Man, you just can't ever admit that you're wrong, can you? Okay, I choose to define it as Steam Boats, and I've got corroboration from a variety of sources to show that I'm right and that the number of steam boats arriving in New Orleans in any year of the period is much more like 3000 than 300. For instance:
"the first steamboat came downriver in 1812. In 1821, 287 steamboats arrived in New Orleans; by 1826, there were 700 steamboat arrivals.

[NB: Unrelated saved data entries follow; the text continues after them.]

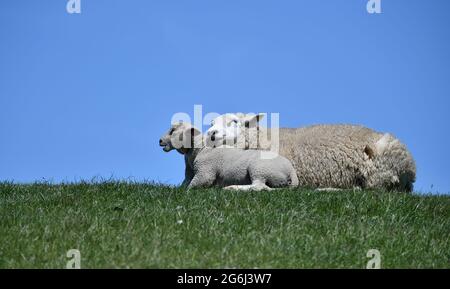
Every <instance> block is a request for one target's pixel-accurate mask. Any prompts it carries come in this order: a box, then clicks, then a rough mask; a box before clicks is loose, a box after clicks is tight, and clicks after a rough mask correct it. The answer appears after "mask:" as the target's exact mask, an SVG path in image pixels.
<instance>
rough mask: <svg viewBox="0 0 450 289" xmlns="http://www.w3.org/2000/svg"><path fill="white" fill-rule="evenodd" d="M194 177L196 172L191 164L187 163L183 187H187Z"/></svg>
mask: <svg viewBox="0 0 450 289" xmlns="http://www.w3.org/2000/svg"><path fill="white" fill-rule="evenodd" d="M193 177H194V172H193V171H192V169H191V168H190V167H189V166H187V165H186V168H185V169H184V181H183V183H182V184H181V187H187V186H188V185H189V184H190V183H191V181H192V178H193Z"/></svg>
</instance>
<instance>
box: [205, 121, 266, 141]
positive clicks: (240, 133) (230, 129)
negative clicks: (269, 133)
mask: <svg viewBox="0 0 450 289" xmlns="http://www.w3.org/2000/svg"><path fill="white" fill-rule="evenodd" d="M263 117H264V114H261V113H260V114H242V113H237V114H234V113H226V114H223V115H221V116H218V117H216V118H215V119H214V120H213V121H212V122H211V127H210V128H209V129H208V131H207V137H208V142H212V143H213V144H215V145H216V146H219V145H222V144H234V143H236V140H237V138H238V137H239V136H240V135H241V134H242V133H243V131H244V130H245V129H248V128H252V127H256V126H258V122H259V121H260V120H261V119H262V118H263Z"/></svg>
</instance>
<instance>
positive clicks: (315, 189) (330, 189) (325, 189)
mask: <svg viewBox="0 0 450 289" xmlns="http://www.w3.org/2000/svg"><path fill="white" fill-rule="evenodd" d="M315 190H316V191H318V192H339V191H342V189H339V188H317V189H315Z"/></svg>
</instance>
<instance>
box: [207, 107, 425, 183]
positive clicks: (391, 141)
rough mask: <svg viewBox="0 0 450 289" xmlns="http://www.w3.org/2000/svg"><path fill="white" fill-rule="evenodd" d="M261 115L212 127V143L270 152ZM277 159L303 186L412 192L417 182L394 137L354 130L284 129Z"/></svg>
mask: <svg viewBox="0 0 450 289" xmlns="http://www.w3.org/2000/svg"><path fill="white" fill-rule="evenodd" d="M263 117H264V115H263V114H258V115H245V114H225V115H222V116H219V117H218V118H216V119H215V120H214V121H213V122H212V126H211V127H210V128H209V129H208V134H207V136H208V140H209V141H210V142H212V144H216V145H220V144H222V143H224V142H226V143H227V144H228V145H235V146H237V147H241V148H244V149H263V150H268V149H270V148H271V147H272V146H273V145H274V142H273V141H272V140H271V134H272V133H273V132H272V130H271V129H267V128H265V127H260V126H259V121H260V120H261V119H262V118H263ZM278 136H279V144H278V145H279V154H280V155H282V156H284V157H286V158H287V159H289V160H290V161H291V162H292V164H293V166H294V168H295V169H296V171H297V176H298V178H299V182H300V186H304V187H313V188H319V189H320V188H341V189H348V188H369V189H384V190H397V191H408V192H410V191H412V189H413V183H414V181H415V177H416V167H415V163H414V159H413V158H412V156H411V154H410V153H409V151H408V149H407V148H406V146H405V145H404V144H402V143H401V142H400V141H399V140H398V139H396V138H395V137H393V136H392V135H390V134H387V133H386V134H382V133H378V132H375V131H373V130H371V129H368V128H365V127H362V126H355V125H314V126H308V127H301V128H280V129H279V132H278Z"/></svg>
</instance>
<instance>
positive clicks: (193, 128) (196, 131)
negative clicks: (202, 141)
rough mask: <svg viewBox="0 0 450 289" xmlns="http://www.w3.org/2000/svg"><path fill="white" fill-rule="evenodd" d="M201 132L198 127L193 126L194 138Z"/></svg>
mask: <svg viewBox="0 0 450 289" xmlns="http://www.w3.org/2000/svg"><path fill="white" fill-rule="evenodd" d="M201 133H202V132H201V131H199V130H198V129H197V128H196V127H191V137H192V138H193V137H196V136H198V135H199V134H201Z"/></svg>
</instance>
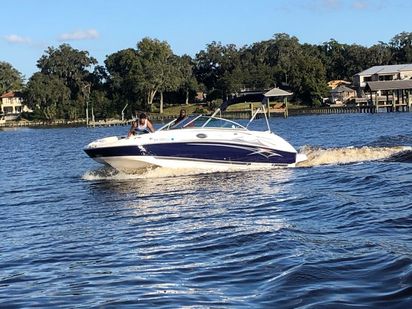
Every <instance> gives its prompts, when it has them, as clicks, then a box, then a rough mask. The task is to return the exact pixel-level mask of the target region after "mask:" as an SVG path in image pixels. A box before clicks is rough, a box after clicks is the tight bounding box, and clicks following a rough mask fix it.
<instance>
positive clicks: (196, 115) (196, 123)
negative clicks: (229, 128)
mask: <svg viewBox="0 0 412 309" xmlns="http://www.w3.org/2000/svg"><path fill="white" fill-rule="evenodd" d="M174 122H175V121H172V122H170V123H169V124H167V125H166V126H164V127H163V128H162V129H163V130H174V129H188V128H231V129H245V127H244V126H242V125H240V124H238V123H237V122H234V121H232V120H228V119H223V118H218V117H211V116H203V115H191V116H189V117H187V118H185V119H183V120H181V121H180V122H179V123H177V124H174Z"/></svg>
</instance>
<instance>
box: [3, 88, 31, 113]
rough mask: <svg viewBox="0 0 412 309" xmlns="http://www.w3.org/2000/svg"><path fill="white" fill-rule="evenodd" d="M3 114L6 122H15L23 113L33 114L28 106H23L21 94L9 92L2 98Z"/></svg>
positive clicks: (12, 92) (22, 101) (22, 99)
mask: <svg viewBox="0 0 412 309" xmlns="http://www.w3.org/2000/svg"><path fill="white" fill-rule="evenodd" d="M0 99H1V102H0V106H1V113H2V115H3V116H4V118H5V119H6V120H14V119H16V118H17V117H18V116H20V114H21V113H22V112H32V110H30V109H29V108H28V107H27V106H26V105H24V104H23V96H22V94H21V92H13V91H9V92H6V93H4V94H3V95H2V96H0Z"/></svg>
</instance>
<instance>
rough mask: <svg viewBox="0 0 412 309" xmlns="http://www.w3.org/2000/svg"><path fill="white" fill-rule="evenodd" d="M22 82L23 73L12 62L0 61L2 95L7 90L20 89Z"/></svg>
mask: <svg viewBox="0 0 412 309" xmlns="http://www.w3.org/2000/svg"><path fill="white" fill-rule="evenodd" d="M22 84H23V78H22V76H21V73H20V72H19V71H17V70H16V69H15V68H13V66H12V65H11V64H10V63H7V62H3V61H0V95H2V94H3V93H5V92H7V91H12V90H14V91H15V90H20V89H21V87H22Z"/></svg>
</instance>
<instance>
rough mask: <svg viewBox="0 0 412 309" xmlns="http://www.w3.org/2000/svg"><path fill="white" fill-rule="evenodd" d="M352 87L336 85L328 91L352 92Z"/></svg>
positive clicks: (344, 85)
mask: <svg viewBox="0 0 412 309" xmlns="http://www.w3.org/2000/svg"><path fill="white" fill-rule="evenodd" d="M354 91H355V90H353V89H352V88H349V87H346V86H345V85H340V86H338V87H336V88H335V89H332V90H331V91H330V92H331V93H341V92H354Z"/></svg>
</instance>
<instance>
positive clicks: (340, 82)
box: [328, 79, 350, 89]
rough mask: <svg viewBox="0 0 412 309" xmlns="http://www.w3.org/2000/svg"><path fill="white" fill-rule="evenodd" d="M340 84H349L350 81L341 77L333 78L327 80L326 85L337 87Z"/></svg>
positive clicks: (347, 84)
mask: <svg viewBox="0 0 412 309" xmlns="http://www.w3.org/2000/svg"><path fill="white" fill-rule="evenodd" d="M340 85H350V82H348V81H346V80H342V79H334V80H330V81H328V86H329V87H330V88H332V89H335V88H336V87H339V86H340Z"/></svg>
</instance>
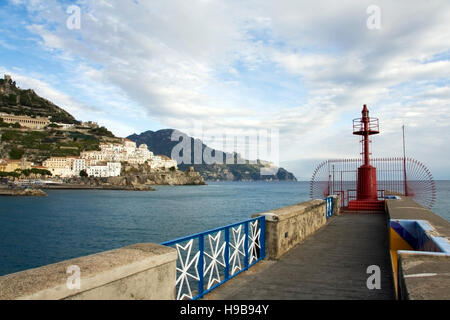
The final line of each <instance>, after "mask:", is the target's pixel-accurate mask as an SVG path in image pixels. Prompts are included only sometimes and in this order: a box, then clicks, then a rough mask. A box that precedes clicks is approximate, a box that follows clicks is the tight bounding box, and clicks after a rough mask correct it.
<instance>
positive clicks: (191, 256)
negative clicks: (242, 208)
mask: <svg viewBox="0 0 450 320" xmlns="http://www.w3.org/2000/svg"><path fill="white" fill-rule="evenodd" d="M265 228H266V225H265V217H264V216H260V217H257V218H253V219H250V220H246V221H242V222H238V223H234V224H230V225H227V226H224V227H220V228H216V229H212V230H208V231H205V232H201V233H197V234H193V235H190V236H187V237H183V238H178V239H175V240H170V241H166V242H163V243H161V244H162V245H165V246H172V247H174V248H176V249H177V253H178V258H177V280H176V293H177V296H176V297H177V300H184V299H192V300H196V299H198V298H201V297H202V296H204V295H205V294H207V293H208V292H210V291H212V290H214V289H215V288H217V287H218V286H220V285H221V284H223V283H225V282H226V281H228V280H230V279H231V278H233V277H235V276H237V275H238V274H239V273H241V272H243V271H245V270H247V269H248V268H250V267H252V266H253V265H254V264H255V263H257V262H258V261H260V260H262V259H264V257H265V254H266V248H265V234H266V232H265ZM205 240H206V241H205ZM205 242H206V245H205Z"/></svg>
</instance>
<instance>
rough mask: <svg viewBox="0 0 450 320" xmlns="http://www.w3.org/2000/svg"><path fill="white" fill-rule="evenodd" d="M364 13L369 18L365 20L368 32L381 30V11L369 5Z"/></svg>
mask: <svg viewBox="0 0 450 320" xmlns="http://www.w3.org/2000/svg"><path fill="white" fill-rule="evenodd" d="M366 13H367V14H368V15H369V17H368V18H367V20H366V26H367V29H369V30H380V29H381V9H380V7H379V6H377V5H374V4H372V5H370V6H368V7H367V9H366Z"/></svg>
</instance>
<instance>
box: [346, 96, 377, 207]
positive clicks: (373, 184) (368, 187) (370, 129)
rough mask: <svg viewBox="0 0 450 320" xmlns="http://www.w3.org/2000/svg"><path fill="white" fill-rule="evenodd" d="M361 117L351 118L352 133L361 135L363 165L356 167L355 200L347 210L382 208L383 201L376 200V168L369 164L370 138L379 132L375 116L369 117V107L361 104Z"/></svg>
mask: <svg viewBox="0 0 450 320" xmlns="http://www.w3.org/2000/svg"><path fill="white" fill-rule="evenodd" d="M361 113H362V117H361V118H358V119H354V120H353V134H355V135H359V136H361V137H362V140H361V143H362V156H363V165H362V166H360V167H359V168H358V181H357V190H356V200H352V201H350V202H349V206H348V209H349V210H383V208H384V207H383V206H384V201H380V200H378V188H377V169H376V168H375V167H374V166H372V165H371V164H370V154H371V153H370V151H369V145H370V138H369V136H371V135H374V134H378V133H380V128H379V123H378V119H377V118H370V117H369V109H367V106H366V105H364V106H363V110H362V112H361Z"/></svg>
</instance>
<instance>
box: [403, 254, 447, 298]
mask: <svg viewBox="0 0 450 320" xmlns="http://www.w3.org/2000/svg"><path fill="white" fill-rule="evenodd" d="M398 261H399V262H398V272H399V281H398V286H399V289H398V290H399V293H398V298H399V299H401V300H450V273H449V270H450V255H449V254H425V253H415V252H411V251H410V252H406V251H403V252H402V251H399V254H398Z"/></svg>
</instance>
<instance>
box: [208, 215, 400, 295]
mask: <svg viewBox="0 0 450 320" xmlns="http://www.w3.org/2000/svg"><path fill="white" fill-rule="evenodd" d="M386 219H387V218H386V215H385V214H358V215H355V214H349V215H346V214H344V215H341V216H336V217H332V218H331V219H330V220H329V222H328V223H327V224H326V225H325V226H324V227H323V228H321V229H320V230H319V231H317V232H316V233H315V234H313V235H311V236H310V237H309V238H308V239H306V240H305V241H304V242H302V243H301V244H299V245H297V246H296V247H295V248H293V249H292V250H291V251H289V252H288V253H286V254H285V255H283V256H282V257H281V258H280V259H279V260H278V261H262V262H259V263H258V264H257V265H255V266H254V267H252V268H251V269H250V270H248V271H246V272H244V273H242V274H241V275H239V276H237V277H236V278H234V279H232V280H231V281H228V282H227V283H225V284H224V285H222V286H221V287H219V288H217V289H216V290H214V291H212V292H211V293H210V294H208V295H207V296H205V299H218V300H226V299H237V300H240V299H255V300H258V299H290V300H297V299H314V300H316V299H394V287H393V283H392V282H393V280H392V271H391V264H390V258H389V240H388V231H387V229H386V225H387V221H386ZM370 265H378V266H379V267H380V269H381V289H380V290H376V289H374V290H369V289H368V288H367V285H366V282H367V279H368V277H369V276H370V274H367V273H366V270H367V267H368V266H370Z"/></svg>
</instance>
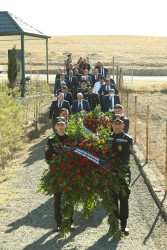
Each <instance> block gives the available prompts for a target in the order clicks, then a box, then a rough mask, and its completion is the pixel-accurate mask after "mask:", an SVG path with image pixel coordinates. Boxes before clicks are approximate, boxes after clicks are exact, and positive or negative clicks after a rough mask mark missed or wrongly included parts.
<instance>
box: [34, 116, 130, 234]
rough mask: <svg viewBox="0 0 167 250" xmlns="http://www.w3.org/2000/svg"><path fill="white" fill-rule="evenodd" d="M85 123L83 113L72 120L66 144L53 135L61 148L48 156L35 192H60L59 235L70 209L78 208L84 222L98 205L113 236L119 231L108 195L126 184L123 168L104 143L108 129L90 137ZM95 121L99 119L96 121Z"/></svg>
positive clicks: (106, 145)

In 1845, 2,500 steamboats were recorded, and during the 1850's an average of 3,000 steamboats a year called at the city."
http://www.madere.com/history.html
" By 1834, the number of steamboat arrivals in New Orleans annually was 2,300, indicative of that port's trade. "
http://www.moah.org/exhibits/archives/steam.html
(are you going to claim that steamboat traffic had declined 90% between the 1830s and 1850s?
Finally, I'd point out that the heading on the table specifies steam boats and I contend that they wouldn't then have a column heading for that labelled "st. ships" and another labelled "s. boats" if the latter wasn't the steam boats of the heading.
Don't have time to wade through 1000 posts, but do the Neo-Confederates not remember the "Wimot Proviso," "36'30," John Brown, "popular sovereignty," the Fugitive Slave Law, Kansas-nebraska act, Dred Scott, the Free Soil party, the annexation of all of Texas while going to war with Mexico with the compromise to take only HALF of Oregon in the North(not slaveholding territory) or the discussions of taking Cuba or land further south, and that one guy(can't recall his name) who actually did rule Guatemala or some C American country for a short time---
The sectional conflict was fueled by slavery and the cultural and economic differences created by the institution.
So, you are left with an assumption, not fact.
And like Gianni pointed out, you and yours have apparently forgotten the point that started this discussion.
No one except you mentioned steam boats or their relevancy.